Tipps für Musiker und Bands von Julian Schmauch
veröffentlicht am 01.09.2023

songwriting musikproduktion recording

Von der Idee zum Song – Wie aus vier Takten drei Minuten werden

© Soundtrap

Eine kleine Idee – eine Akkordfolge, ein Melodie-Loop, ein Riff oder ein Beat – ist schnell geschrieben. Wie streckt man das Ganze nun aber auf Songlänge? Wie bricht man aus, erzeugt Spannungskurven und Übergänge, die die Idee auch über drei Minuten tragen?

Wer kennt das nicht als Songwriter/in oder Producer/in: Man hat eine brillante Idee, die Akkordfolge für den Hit, den Beat überhaupt, das Monster-Riff – wie wird daraus jetzt aber ein ganzer Song?

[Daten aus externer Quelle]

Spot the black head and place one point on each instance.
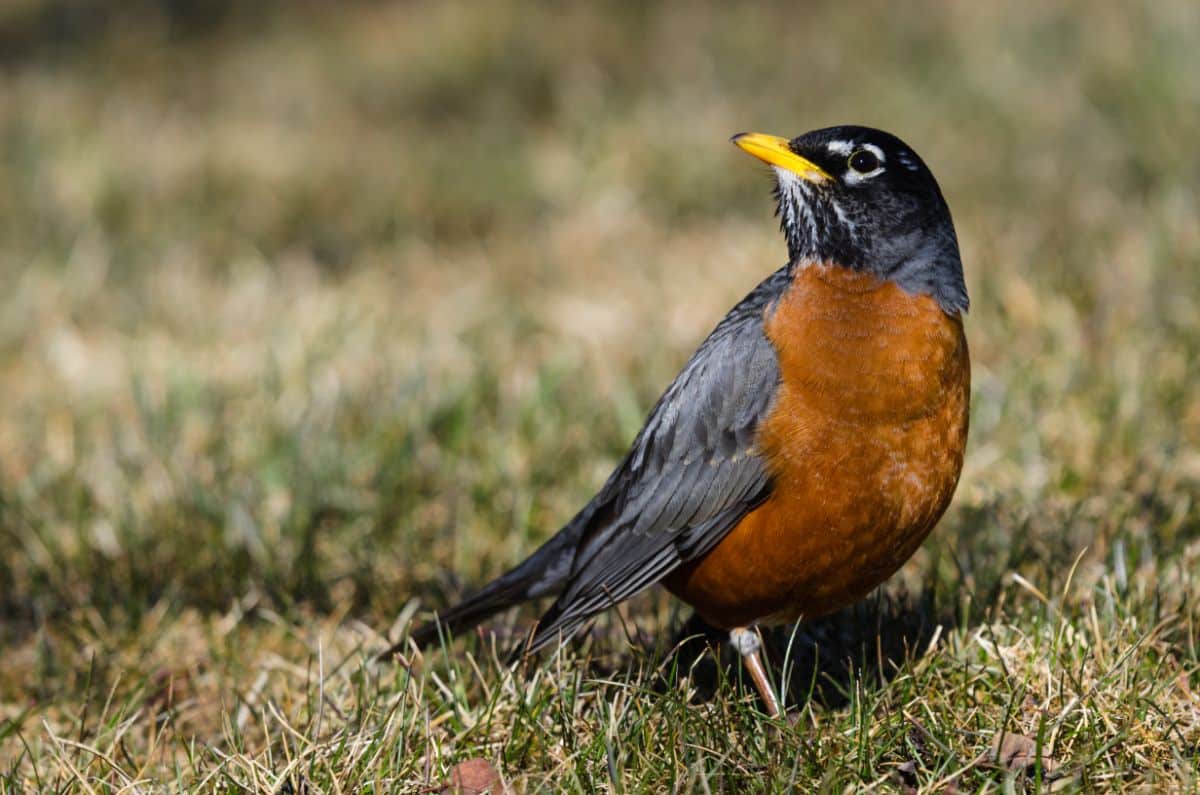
(862, 198)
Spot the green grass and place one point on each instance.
(316, 317)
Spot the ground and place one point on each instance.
(316, 316)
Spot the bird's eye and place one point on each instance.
(864, 161)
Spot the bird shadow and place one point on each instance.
(819, 661)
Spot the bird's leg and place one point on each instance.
(748, 645)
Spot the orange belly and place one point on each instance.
(864, 443)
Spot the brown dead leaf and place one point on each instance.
(474, 777)
(1017, 752)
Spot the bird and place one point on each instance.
(810, 443)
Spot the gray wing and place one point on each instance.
(690, 476)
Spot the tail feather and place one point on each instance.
(543, 574)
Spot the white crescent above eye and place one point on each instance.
(855, 177)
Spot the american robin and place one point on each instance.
(811, 442)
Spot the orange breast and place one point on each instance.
(864, 442)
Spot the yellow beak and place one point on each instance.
(775, 151)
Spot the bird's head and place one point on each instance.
(862, 198)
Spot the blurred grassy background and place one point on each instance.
(312, 308)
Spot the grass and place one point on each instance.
(317, 317)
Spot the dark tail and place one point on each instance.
(541, 574)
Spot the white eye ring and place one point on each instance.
(871, 167)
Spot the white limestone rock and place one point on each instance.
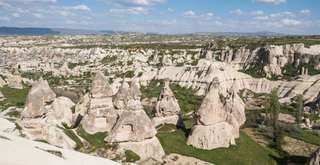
(167, 108)
(38, 97)
(100, 86)
(132, 126)
(218, 120)
(60, 111)
(148, 148)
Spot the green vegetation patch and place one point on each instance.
(70, 133)
(131, 156)
(245, 153)
(152, 90)
(307, 136)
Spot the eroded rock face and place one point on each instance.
(39, 96)
(212, 136)
(60, 111)
(218, 120)
(100, 86)
(133, 129)
(148, 148)
(97, 108)
(1, 97)
(167, 104)
(132, 126)
(44, 112)
(315, 158)
(167, 108)
(128, 97)
(2, 82)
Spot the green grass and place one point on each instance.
(74, 137)
(152, 90)
(14, 97)
(131, 156)
(247, 152)
(96, 140)
(307, 136)
(14, 114)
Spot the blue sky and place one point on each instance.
(166, 16)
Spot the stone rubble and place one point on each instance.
(218, 120)
(167, 110)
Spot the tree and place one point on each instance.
(299, 110)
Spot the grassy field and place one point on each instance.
(247, 152)
(15, 97)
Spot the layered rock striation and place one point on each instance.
(167, 110)
(218, 120)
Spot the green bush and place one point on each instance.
(245, 152)
(131, 156)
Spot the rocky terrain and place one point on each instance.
(160, 102)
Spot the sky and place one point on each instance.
(166, 16)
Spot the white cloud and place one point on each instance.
(138, 2)
(189, 13)
(79, 8)
(236, 12)
(257, 13)
(16, 15)
(37, 15)
(170, 10)
(210, 14)
(282, 14)
(305, 12)
(290, 22)
(65, 13)
(126, 11)
(4, 18)
(273, 2)
(262, 18)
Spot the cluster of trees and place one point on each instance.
(273, 108)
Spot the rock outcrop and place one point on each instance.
(97, 107)
(2, 97)
(44, 113)
(2, 82)
(167, 108)
(133, 129)
(38, 97)
(315, 158)
(218, 120)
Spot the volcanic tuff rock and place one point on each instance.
(2, 82)
(218, 120)
(1, 96)
(38, 97)
(43, 113)
(133, 129)
(97, 108)
(167, 108)
(315, 158)
(128, 97)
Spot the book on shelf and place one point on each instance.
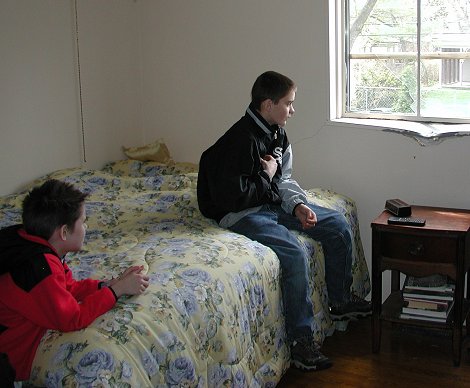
(434, 287)
(441, 312)
(426, 304)
(427, 294)
(435, 282)
(422, 318)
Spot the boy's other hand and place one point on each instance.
(131, 282)
(306, 216)
(269, 165)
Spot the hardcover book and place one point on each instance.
(427, 294)
(434, 282)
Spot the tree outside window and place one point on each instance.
(407, 59)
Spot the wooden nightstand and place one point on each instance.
(441, 246)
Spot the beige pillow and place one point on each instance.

Wie erzeugt man Dynamik, Spannungskurven und Übergänge, die die Ursprungsidee auf eine normale Songlänge erweitern? 

Natürlich gibt es je nach Arbeitsweise, ob allein mit Stimme und Akustikgitarre, zu dritt oder viert an Saiten und Drums im Proberaum oder am Rechner mit DAW, ganz unterschiedliche Herangehensweisen beim Ausgestalten. Auch verlangen unterschiedliche Genres unterschiedliche “Schablonen” beim Songwriting und Produzieren. Aber einige Grundlagen lassen sich doch auf fast alle anwenden.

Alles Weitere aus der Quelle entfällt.